À propos de l'œuvre Sarah Tournerie

Lorenzaccio

Lorenzaccio, aujourd’hui un classique, a longtemps été considérée comme une pièce « maudite » : supposée injouable selon Alexandre Dumas fils car très longue et nécessitant trop de décors, elle a été ignorée jusqu’à la fin du XIXe siècle.
C’est pourtant un modèle du drame romantique, notamment par son personnage principal, à la personnalité double : dépravé en apparence, vertueux en réalité. Double et même multiple, comme ses différents noms en témoignent : appelé tour à tour Lorenzaccio, Lorenzino, Renzino, Lorenzo de Medicis, Lorenzetta, selon que c'est le peuple, sa mère ou Alexandre qui le nomme, divers aspects de sa personnalité sont soulignés. La contradiction permanente qui habite Lorenzaccio se traduit jusque dans son physique ; alors qu’il est tourné vers le beau, il donne l’apparence du mal : blafard, frêle, inquiétant, aux « joues couleur de soufre » (I, 6), son physique romantique traduit son mal-être intérieur qui le ronge comme une maladie. L’ancien Lorenzo réapparaît parfois mais sous forme de rêve, de fantôme ou de spectre. Ce personnage marginal, solitaire, à la limite de la folie rappelle le Hamlet de Shakespeare ou le Fiesque de Friedrich Schiller dans « La Conjuration de Fiesque », ces deux auteurs étant les grands modèles européens de l’époque. Musset a d’ailleurs préludé en déclarant dans une lettre de jeunesse : « Je ne voudrais pas écrire ou je voudrais être Schiller ou Shakespeare. » 
Touché par le mal du siècle que Musset lui insuffle, Lorenzo ne se résout pourtant pas à rester passif ou à se détourner de la tyrannie et entame une résistance lente et secrète : « Qu’importe que la conscience soit vivante si le bras est mort ? » (III, 3). Mais le drame de Lorenzo réside dans le fait qu’il sait son action vaine. Entre le moment où il s’est engagé dans cette voie et le présent, il a côtoyé les hommes, les connait et s’est rendu compte qu’ils étaient lâches et velléitaires : ils ne se rebelleront pas après le meurtre d’Alexandre. Lorenzo sait son abnégation vaine.

Florence

Drame romantique aussi car l’action est située en Italie (pays qui fascine tous les écrivains de cette génération) et dans le passé. Il y a cependant de nombreux parallèles entre la Florence de 1537 et la France de 1834. Après les Trois Glorieuses de 1830, la jeunesse espère beaucoup de la nouvelle monarchie de Juillet de Louis-Philippe. Mais après quatre ans de règne, il s’avère décevant. La nostalgie qu’expriment dans la pièce les Florentins à l’égard de leur république perdue est à rapprocher de celle des Français qui regrettent la Révolution de 1789 et ses promesses. Ils voient certaines de leurs libertés amoindries, tout comme les Républicains florentins qui conservent une certaine fierté pour leur ancienne république, et parlent de « leurs droits », déplorant la débauche régnante instaurée par le Duc Alexandre. C’est pourquoi Florence, omniprésente dans la pièce, est présentée comme une beauté souillée, un idéal saccagé. Ville des arts, de la prospérité et de l’éclat, elle devient une « forêt pleine de bandits », une « mère stérile », une « bâtarde » (I, 6), une « catin » (II, 3).

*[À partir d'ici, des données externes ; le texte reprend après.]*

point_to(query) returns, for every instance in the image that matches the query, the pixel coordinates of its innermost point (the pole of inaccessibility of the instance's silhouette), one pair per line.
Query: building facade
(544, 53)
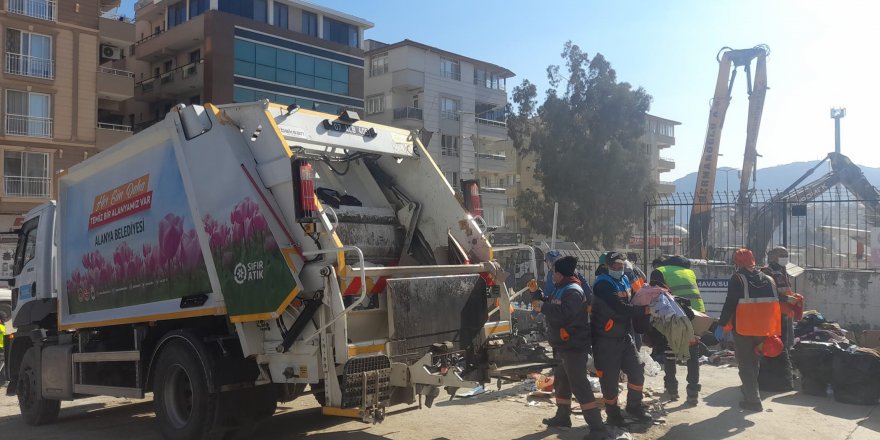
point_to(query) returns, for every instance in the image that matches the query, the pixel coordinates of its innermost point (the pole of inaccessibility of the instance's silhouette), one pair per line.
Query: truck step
(107, 356)
(100, 390)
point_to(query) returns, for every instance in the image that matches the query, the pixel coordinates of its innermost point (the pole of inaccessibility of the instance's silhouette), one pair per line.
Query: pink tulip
(170, 231)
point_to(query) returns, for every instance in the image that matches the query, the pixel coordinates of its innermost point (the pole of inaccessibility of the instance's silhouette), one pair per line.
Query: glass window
(285, 60)
(260, 11)
(241, 94)
(265, 72)
(244, 50)
(310, 23)
(244, 68)
(339, 32)
(281, 15)
(340, 88)
(324, 85)
(265, 55)
(340, 72)
(176, 14)
(305, 80)
(305, 64)
(450, 68)
(197, 7)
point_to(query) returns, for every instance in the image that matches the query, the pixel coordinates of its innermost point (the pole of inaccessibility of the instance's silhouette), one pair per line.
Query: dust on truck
(228, 257)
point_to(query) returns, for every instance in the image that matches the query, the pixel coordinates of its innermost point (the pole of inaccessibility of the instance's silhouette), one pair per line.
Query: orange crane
(701, 213)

Sarah Bernhardt dans Lorenzaccio

Enfin, comme ses contemporains, Musset mêle allègrement les genres et les registres. Il alterne le tragique, le grotesque et le lyrique, il juxtapose les moments d’intimité et les scènes de peuple, les souvenirs heureux et purs (Jeannette étendant le linge) côtoient l’atroce (l’évocation du meurtre d’Alexandre avec force détails sanglants à l’acte IV, sc. 9). Tout cela traduit un monde désordonné et absurde où la vie des hommes est soumise au hasard.
Alfred de Musset ne verra jamais la pièce jouée de son vivant et il faudra attendre 1896 pour que Sarah Bernhardt la monte et interprète le tyrannicide. Mais ce n’est qu’en 1952 au festival d’Avignon, dans une mise en scène de Jean Vilar que Lorenzo est enfin fidèlement incarné par un homme dans le rôle-titre : Gérard Philipe, dont la prestation fera date et restera dans la légende du festival.